Techniques de conservation actuelles dans le monde
La conservation des greffons cornéens est la tâche principale des banques. Leur rôle est de préserver la viabilité des cellules cornéennes (en particulier endothéliales), de caractériser la qualité intrinsèque des greffons, d'assurer la sécurité sanitaire en procédant à des contrôles microbiologiques.

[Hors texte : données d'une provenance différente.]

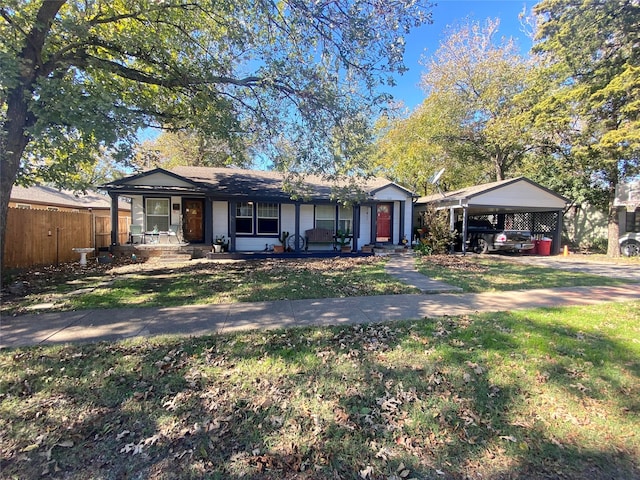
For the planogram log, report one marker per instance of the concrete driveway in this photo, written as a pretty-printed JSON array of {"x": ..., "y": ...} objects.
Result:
[{"x": 579, "y": 263}]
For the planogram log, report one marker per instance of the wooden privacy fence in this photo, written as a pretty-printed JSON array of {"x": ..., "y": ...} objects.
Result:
[{"x": 44, "y": 237}]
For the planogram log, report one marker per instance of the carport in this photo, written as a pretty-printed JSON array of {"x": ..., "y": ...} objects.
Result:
[{"x": 517, "y": 203}]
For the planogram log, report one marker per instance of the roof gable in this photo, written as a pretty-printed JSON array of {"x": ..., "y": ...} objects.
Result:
[{"x": 518, "y": 192}]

Il existe dans le monde principalement deux grandes méthodes de conservation dont les caractéristiques sont résumées dans le tableau 36-1
Tableau 36-1
Principales différences entre les deux techniques de conservation de greffons majoritaires dans le monde.
HypmieOrganoculture
Température2–6 °C 31–37 °C
PrincipeStructures et fonctions figéesActivité métabolique maintenue
DuréeJusqu'à 14 jours en théorie (5 à 10 en pratique) Jusqu'à 5 semaines en théorie
Étape de déturgescence avant greffeNon car dextran + chondroïtine tout au long de la conservation Oui : dextran 48–72 heures avant greffe
AntibiotiquesGentamycine + streptomycine mais inactifs à 4 °C Pénicilline + streptomycine actifs
MicrobiologieAucun contrôle2 à 3 contrôles
EndothéliumMicroscopie spéculaire
Avant ou pendant
Microscopie à transmission
1 ou 2 fois
TransportRéfrigéréTempérature ambiante
CoûtFaibleTrès élevé
.
Collerette cornéosclérale en hypmie en milieu liquide à +4 °C
La cornée est immergée dans un flacon en verre ou dans une chambre de visualisation en polycarbonate (chambre de Krolman, Boston, Massachusetts, ou de Baush Lomb, Irvine, Californie). Il s'agit de la méthode de référence aux États-Unis (100 % des cornées) et la technique majoritaire dans le monde (83 % des cornées [7]). Le tout premier milieu développé dans les années 1970 aux États-Unis était le milieu McCarrey et Kaufman [8], permettant une conservation de 1 à 3 jours. Il est encore actuellement utilisé dans certains pays comme l'Inde, mais probablement de façon anecdotique. Depuis plusieurs décennies, le milieu de conservation principal est l'Optisol-GS® (gentamycine-streptomycine; Baush Lomb). D'autres laboratoires en proposent également depuis peu (Cornea-cold® d'Eurobio, les Ulis, France; Eusol-C® d'Alchimia, Padoue, Italie; Cornisol® d'Aurolab, Madurai, Inde). En Optisol-GS®, cette technique autorise une conservation théorique jusqu'à 14 jours au maximum, mais en pratique, aux États-Unis, tout est mis en œuvre pour que les cornées soient greffées dans les 5 jours, car au-delà la survie endothéliale diminue rapidement. Ces milieux ne contiennent pas de sérum de veau fœtal. L'Optisol-GS® contient en revanche du dextran et de la chondroïtine sulfate, deux macromolécules qui limitent fortement l'œdème stromal et la formation des plis postérieurs dans le stroma. Point important, cette technique ne comporte pas de contrôle microbiologique en cours de conservation car le système est clos : le flacon n'est ouvert que par le chirurgien.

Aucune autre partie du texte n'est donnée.